The co-founders of the Black Lives Matter movement spoke at Cornell’s annual Martin Luther King Jr. Commemorative Lecture a week and a half ago, and part of their thesis was that the free market and global warm– er, climate change are, yep, racist.

Opal Tometti and Alicia Garza discussed the usual complaints that BLM-affiliated organizations have been protesting against on campuses — institutional and structural racism and white privilege — before invoking the trade and climate angle.

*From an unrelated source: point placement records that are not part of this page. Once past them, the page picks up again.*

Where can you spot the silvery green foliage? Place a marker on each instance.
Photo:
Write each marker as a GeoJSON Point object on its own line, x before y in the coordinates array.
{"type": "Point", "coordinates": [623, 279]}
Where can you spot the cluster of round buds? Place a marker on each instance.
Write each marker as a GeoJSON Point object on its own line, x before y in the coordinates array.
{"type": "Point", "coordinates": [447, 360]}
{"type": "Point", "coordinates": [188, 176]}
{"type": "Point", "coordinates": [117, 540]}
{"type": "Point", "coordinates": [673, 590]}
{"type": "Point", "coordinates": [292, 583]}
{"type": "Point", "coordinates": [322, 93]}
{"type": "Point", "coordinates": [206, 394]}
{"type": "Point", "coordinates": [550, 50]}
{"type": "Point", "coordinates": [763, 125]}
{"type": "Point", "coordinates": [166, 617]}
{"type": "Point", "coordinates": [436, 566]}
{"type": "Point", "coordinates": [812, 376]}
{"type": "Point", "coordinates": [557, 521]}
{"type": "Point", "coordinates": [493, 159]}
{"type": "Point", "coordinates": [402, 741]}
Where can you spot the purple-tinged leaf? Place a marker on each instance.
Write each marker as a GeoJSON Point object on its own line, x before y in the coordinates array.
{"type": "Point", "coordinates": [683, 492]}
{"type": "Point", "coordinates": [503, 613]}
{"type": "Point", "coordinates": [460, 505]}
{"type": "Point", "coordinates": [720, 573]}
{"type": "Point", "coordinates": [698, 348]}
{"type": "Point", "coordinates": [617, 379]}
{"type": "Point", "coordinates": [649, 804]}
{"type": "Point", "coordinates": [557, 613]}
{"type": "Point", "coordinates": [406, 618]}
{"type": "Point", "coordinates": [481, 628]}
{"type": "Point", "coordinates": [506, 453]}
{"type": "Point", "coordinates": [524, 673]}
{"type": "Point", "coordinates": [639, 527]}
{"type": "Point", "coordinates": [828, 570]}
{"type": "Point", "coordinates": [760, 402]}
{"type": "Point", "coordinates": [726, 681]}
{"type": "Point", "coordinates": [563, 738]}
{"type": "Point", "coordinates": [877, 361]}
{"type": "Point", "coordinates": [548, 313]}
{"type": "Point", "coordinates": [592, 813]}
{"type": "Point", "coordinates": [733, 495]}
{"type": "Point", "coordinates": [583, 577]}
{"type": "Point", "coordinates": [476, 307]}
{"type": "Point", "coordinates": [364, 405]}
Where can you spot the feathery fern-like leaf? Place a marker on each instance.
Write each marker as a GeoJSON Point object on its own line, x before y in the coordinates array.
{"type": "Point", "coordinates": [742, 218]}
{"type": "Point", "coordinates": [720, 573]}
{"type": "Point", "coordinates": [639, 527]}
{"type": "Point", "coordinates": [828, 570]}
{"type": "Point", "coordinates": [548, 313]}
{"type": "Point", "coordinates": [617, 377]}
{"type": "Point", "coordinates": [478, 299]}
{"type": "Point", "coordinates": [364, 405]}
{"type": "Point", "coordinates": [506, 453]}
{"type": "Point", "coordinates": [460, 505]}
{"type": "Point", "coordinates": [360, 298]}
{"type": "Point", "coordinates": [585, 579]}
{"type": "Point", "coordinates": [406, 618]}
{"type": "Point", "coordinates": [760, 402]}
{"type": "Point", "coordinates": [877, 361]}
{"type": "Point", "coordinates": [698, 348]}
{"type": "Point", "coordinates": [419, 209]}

As The Cornell Review reports,

[a]fter commenting on the European migrant crisis, [Tometti] turned to the issue of free trade, calling trade deals between European and African countries forms of “anti-black racism” and “neo-colonialism” because according to her they have worsened African economies. In consequence, she stated that global capitalism is unsustainable. Climate change, also, is a form of “global anti-blackness” according to Tometti because six out of the 10 countries that ranked highest on the “climate change vulnerability index” are in Africa, according to a study she referenced.

Garza noted that “she wishes to retire” the phrase “black-on-black crime,” preferring to focus on “the violence of the state” as “not all violence is created equal.”

Cornell President Elizabeth Garrett said that the BLM and “affiliated activists will successfully ‘turn history around.’”

Interestingly, not unlike several media outlets, Garrett made a rather glaring error that eventually had to be corrected by Garza.

When speaking of the Trayvon Martin killing, she called the man who shot him, George Zimmerman, “a white man” (in contrast to Martin as “a black man”).

Zimmerman is half-white and half Hispanic, and identifies as the latter.